Shots on net

It seems so simple. Traffic in front. Shots to the net.

“You get to certain points like this, we had to simplify,” Scott Pellerin said.

Three power-play goals and a break later, Bridgeport went into the break with — for the first time in five tries this year — a win over Albany.

Zonked down the middle and then losing Kirill Kabanov in the second (he blocked a Vincent LoVerde shot Saturday and was feeling it tonight), they reconfigured things on the power play. They united John Persson (back at last), Anders Lee (in the middle) and Mike Halmo (passed his concussion test after that hit from behind); the payoff was a power-play deflection and a solid line at even strength. Justin Johnson got time on the power play (“he was joking around,” Pellerin said; “he called it ‘PP3’); he wreaked havoc in front, which helped Alan Quine take the puck to the net from the right side and score in the second. Lee and Persson were in front for Halmo’s goal on the Rod Pelley major.

“We had a lot of chances. Some shifts weren’t so good,” Halmo said. “We needed to up our battle level, and I think we did that.”

Handed 11 chances, after getting down on a chip-out partial breakaway and then again on a short-handed goal (yes, SHG No. 9, but drop passes to nowhere will hurt you at even strength, too), they needed the power play to work.

They’re still a young team; they’re still going to have their moments, their nights. But they’ve made some progress.
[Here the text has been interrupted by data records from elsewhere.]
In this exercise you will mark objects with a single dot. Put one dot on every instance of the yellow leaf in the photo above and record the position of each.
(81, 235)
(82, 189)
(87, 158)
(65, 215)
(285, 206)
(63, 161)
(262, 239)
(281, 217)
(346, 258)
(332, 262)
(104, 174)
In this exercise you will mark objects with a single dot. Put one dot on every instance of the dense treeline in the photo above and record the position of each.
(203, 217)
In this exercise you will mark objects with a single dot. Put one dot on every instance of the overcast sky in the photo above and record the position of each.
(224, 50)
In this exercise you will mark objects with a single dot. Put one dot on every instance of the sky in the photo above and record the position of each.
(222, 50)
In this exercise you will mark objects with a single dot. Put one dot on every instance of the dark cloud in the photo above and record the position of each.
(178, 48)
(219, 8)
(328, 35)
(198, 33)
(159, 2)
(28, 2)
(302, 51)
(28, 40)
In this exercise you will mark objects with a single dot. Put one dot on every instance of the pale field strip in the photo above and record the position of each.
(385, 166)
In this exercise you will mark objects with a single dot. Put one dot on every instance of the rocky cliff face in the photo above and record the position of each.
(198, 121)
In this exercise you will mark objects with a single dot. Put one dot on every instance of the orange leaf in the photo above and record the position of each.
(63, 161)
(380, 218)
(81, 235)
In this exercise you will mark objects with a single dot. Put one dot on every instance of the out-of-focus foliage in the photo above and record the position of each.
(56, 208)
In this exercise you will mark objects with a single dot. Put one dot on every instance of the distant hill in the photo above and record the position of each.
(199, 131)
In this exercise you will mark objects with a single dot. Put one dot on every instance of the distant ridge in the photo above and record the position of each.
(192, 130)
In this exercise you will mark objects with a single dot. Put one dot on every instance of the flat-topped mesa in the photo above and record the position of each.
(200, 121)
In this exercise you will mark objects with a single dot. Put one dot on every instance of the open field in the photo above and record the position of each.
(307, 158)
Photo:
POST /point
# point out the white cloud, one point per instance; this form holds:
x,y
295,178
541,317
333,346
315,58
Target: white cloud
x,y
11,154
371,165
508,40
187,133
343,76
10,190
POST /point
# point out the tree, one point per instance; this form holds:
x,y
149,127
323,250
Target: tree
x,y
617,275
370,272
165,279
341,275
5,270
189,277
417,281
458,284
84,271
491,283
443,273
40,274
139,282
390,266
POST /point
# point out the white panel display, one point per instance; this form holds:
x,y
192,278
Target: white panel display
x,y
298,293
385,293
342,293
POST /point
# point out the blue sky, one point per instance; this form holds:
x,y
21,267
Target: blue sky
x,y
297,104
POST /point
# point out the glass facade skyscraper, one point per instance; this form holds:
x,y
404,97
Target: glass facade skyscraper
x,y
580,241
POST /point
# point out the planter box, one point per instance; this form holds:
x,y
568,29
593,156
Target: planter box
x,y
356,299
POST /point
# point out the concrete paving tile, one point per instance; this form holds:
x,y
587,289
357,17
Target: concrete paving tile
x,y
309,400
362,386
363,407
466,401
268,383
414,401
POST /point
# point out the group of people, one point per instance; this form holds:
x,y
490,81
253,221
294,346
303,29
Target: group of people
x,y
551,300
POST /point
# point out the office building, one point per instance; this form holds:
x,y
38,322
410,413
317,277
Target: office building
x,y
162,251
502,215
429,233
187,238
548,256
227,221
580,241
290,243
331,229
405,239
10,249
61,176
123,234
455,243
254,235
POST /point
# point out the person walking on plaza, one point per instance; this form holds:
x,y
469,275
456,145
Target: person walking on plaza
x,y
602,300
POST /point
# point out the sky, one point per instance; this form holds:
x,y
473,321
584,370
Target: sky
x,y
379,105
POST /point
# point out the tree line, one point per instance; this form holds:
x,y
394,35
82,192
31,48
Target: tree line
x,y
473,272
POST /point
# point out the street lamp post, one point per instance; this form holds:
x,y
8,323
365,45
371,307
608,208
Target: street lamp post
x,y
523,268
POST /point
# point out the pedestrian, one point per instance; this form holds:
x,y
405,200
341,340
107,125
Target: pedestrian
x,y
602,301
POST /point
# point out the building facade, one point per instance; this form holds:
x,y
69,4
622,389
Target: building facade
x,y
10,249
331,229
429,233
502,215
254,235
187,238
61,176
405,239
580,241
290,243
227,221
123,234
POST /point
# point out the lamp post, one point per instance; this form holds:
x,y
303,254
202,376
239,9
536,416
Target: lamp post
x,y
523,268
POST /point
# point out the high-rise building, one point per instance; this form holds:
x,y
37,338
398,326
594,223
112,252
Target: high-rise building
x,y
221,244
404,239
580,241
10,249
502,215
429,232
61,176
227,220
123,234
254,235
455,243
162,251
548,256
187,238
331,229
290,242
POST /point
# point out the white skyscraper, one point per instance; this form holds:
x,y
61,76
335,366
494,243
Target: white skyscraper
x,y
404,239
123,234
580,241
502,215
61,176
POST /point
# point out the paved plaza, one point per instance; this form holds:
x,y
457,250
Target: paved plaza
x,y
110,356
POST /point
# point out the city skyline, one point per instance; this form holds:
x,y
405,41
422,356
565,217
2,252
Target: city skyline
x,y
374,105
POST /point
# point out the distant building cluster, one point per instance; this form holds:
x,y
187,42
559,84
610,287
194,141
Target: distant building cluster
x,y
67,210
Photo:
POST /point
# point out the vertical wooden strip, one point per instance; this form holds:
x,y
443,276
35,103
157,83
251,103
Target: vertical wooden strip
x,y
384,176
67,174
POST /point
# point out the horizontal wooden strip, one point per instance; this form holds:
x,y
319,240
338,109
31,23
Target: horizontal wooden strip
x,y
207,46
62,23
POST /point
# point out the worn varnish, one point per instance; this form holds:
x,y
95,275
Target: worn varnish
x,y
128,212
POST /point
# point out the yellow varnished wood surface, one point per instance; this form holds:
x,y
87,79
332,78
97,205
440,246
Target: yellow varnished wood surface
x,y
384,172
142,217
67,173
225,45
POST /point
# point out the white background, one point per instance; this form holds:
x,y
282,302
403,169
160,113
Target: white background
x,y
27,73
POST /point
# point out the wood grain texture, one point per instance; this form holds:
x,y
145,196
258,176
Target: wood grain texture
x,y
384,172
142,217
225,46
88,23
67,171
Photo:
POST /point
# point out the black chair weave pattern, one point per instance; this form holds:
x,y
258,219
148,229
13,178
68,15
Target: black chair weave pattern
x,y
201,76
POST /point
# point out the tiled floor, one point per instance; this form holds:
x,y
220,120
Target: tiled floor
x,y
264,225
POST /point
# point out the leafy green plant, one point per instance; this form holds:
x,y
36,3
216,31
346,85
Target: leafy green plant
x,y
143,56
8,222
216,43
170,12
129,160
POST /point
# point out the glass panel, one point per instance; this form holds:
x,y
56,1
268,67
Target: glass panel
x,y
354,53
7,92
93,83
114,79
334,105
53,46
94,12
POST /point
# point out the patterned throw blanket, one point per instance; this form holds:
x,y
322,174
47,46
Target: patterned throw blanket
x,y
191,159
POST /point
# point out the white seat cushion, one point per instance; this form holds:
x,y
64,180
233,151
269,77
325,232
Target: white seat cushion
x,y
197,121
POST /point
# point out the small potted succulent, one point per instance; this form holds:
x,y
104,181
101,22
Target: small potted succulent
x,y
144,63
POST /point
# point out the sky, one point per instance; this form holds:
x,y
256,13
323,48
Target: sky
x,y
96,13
They’re competing; Pellerin talked about pushing the team hard in practice, but the players pushing each other hard as well.
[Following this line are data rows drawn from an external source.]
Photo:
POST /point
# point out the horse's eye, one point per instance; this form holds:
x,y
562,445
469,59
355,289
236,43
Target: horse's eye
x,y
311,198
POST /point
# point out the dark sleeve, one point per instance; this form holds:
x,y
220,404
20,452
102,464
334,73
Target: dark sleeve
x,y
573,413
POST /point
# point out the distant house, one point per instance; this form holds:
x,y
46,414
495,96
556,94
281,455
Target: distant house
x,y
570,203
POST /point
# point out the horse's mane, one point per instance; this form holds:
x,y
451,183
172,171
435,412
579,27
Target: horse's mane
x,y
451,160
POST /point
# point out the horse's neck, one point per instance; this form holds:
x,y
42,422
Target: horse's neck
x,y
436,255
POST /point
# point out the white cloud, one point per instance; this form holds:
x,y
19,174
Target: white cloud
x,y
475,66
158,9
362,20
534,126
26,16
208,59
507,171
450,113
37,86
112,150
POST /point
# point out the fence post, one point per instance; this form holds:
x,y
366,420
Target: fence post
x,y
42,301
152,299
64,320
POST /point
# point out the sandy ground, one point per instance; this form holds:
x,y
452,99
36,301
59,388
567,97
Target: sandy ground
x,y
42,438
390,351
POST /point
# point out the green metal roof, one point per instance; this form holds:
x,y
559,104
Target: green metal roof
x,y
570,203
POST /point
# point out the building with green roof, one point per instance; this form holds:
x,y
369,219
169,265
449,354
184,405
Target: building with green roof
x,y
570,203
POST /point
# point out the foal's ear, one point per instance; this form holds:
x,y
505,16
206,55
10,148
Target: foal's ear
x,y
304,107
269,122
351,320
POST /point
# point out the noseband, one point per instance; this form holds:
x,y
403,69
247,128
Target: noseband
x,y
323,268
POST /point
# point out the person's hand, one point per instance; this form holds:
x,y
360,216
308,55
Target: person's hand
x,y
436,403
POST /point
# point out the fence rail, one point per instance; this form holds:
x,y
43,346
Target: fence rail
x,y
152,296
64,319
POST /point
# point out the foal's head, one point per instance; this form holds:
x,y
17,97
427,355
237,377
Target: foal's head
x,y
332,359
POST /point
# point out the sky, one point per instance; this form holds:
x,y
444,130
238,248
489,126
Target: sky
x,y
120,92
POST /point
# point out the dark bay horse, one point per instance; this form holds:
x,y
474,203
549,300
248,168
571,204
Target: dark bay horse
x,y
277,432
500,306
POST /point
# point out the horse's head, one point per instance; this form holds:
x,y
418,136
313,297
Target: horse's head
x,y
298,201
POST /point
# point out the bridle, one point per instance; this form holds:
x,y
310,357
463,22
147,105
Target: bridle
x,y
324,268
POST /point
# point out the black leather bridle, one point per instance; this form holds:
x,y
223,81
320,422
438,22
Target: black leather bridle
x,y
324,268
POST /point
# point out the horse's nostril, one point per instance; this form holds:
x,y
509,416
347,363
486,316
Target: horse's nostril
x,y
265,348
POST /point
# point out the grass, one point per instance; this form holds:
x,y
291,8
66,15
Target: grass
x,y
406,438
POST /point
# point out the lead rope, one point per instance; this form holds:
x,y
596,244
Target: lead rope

They’ve faced adversity, seen some wacky stuff happen this weekend, and they’ve played through it and picked up four points out of six, six out of 10.

“It was a crazy weekend,” Dallas Jackson said. “On the whole we played very well this weekend.

“I think we brought a lot of intensity.”

Oh, yeah, and Jackson got a shot on net with a minute and a half left. Merry Christmas.

….

Jackson’s redemption leads the gamer.

Doug Holewa was not happy with my Twitter account for running down the penalty-kill’s streak as it went on Sunday. The run ended at 26 in a row, tied for fifth in team history; with the time on the 27th chance, it ended at 43 minutes, 18 seconds, including 3:37 of five-on-three. “We made some good adjustments, and Doug Holewa has done a great job implementing those changes and really teaching those changes,” Pellerin said. “The guys have responded. It starts with everyone, from the goaltender out, the defense and forwards, everyone working together and blocking some shots. We’ve had some success.” (That 0-for-28 for everyone but Albany stat from earlier stands, obviously.)

Albany came perilously close to Bridgeport’s record for fewest shots allowed, 14, Feb. 27, 2011. The Devils got to 14 relatively early, and fortunately shots records and special-teams records aren’t that far apart in my file, because once Seth Helgeson boarded Brett Gallant for power play No. 11, they were a little bit of chaos away from 14 power plays and a different record. Not to be tonight.

The only addition to that file tonight: Bridgeport’s fourth broken-stick penalty. Beautiful. There’d been three for Bridgeport in four seasons, but then none since Chris Lee, five years, a month and four days ago.

Keith Aucoin moves up the all-time AHL list. (They’re playing today, too. Edit: A goal in OT; eighth alone.Edit: Hershey has brought Ryan Potulny back from the KHL.

Aw, yeah, that’s the break, y’all. Guys were getting out of town quickly in some cases. Smart move. Unless news warrants, probably not much here until Thursday. Have fun.